I'm currently responsible for GCC's bugzilla, wiki, in addition to
maintaining several optimization areas of the compiler :P.
In addition, i'm responsible for pushing GCC (my main love and world :P)
towards Subversion.  I should note my bias at this point.  I now have
full commit access to Subversion.  However, I've also submitted patches
to monotone, etc.

We had a long thread about the various alternatives (arch, bzr, etc),
and besides "freeness" constraints on what we can run on gcc.gnu.org as
an FSF project, it wouldn't have mattered anyway.  This has been in the
planning for about a year now (mainly waiting for new hardware).

Originally, we were hoping to move GCC to monotone, but it didn't mature
fast enough (it's way too slow), and we couldn't make it centralized
enough for our tastes (more later).

The rest of the free tools other than subversion (arch, monotone, git,
darcs, etc) simply couldn't handle our repository with reasonable
speed/hardware.  GCC has project history dating back to 1987.  It's a 4
gig CVS repo containing > 1000 tags, and > 300 branches.  The changelog
alone has 30k trunk revisions.   Those distributed systems that carry
full history often can't deal with this fast enough or in any space
efficient way.  arch was an example of this.  It had a retarded
mechanism that forced users to care about caching certain revisions to
speed it up , instead of doing it on it's own.  I've never tried
converting this repo to bazaar-ng, it wasn't far enough along when i
started.  It also had no cvs2bzr type program, and we aren't about to
lose all our history.  Except for monotone (builtin cvs_import) and
subversion (cvs2svn), none of the cvs2* programs i've run across either
run in reasonable time (those that don't actually understand how to
extract rcs revisions would take weeks to convert our repo, literally),
or could handle all the complexities a repository with our history
present (branches of branches, etc).  Most simply crash in weird ways or
run out of memory :).

Anyway:
Monotone took 45 minutes just to diff two old revisions that are one
revision away from each other.
CVS takes about 2 minutes for the same operation.
SVN on fsfs takes 4 seconds.

The converted SVN repo has > 100000 revisions, and is only ~15% bigger
than the cvs repo (mostly due to stupid copies it has to do to handle
some tag fuckery people were doing in some cases.  If it had been
subversion from the start, it would have been smaller).

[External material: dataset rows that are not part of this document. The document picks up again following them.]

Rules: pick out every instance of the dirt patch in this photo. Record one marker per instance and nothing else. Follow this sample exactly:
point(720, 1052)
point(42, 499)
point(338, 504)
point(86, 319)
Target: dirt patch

We have cvs2svn speedup patches that were done with the KDE folks that
make cvs2svn io bound again instead of cpu bound (it was O(N^2) in
extracting cvs revision texts before).  It takes 17 hours to convert the
gcc repository now, only 45 minutes of cpu time :).  It used to take 52
hours.

I've also talked with Linus about version control before.  He believes
extreme distributed development is the way to go.  I believe heavily
that in most cases where you have a mix of corporations and free
developers, it ends up causing people to "hide the ball" more than they
should.  This is particularly prevalent in GCC.  We don't want design
and development done and then sent as mega-patches presented as fait
accompli, then watch these people whine as their designs get torn apart.
We'd rather have the discussion on the mailing list and the work done in
a visible place (IE CVS branch stored in some central place) rather than
getting patch bombs.  As a result (and there are many other reasons, i'm
just presenting one of them), we actually don't *want* to move from a
centralized model, in order to help control the social and political
problems we'd have to face if we went fully distributed.

Python may not face any of these problem to the degree that GCC does (i
doubt many projects do actually. GCC is a very weird and tense political
situation :P), because of size, etc, in which case, a distributed model
may make more sense.  However, you need to be careful to make sure that
people understand that it hasn't actually changed your real development
process (PEP's, etc), only the workflow used to implement it.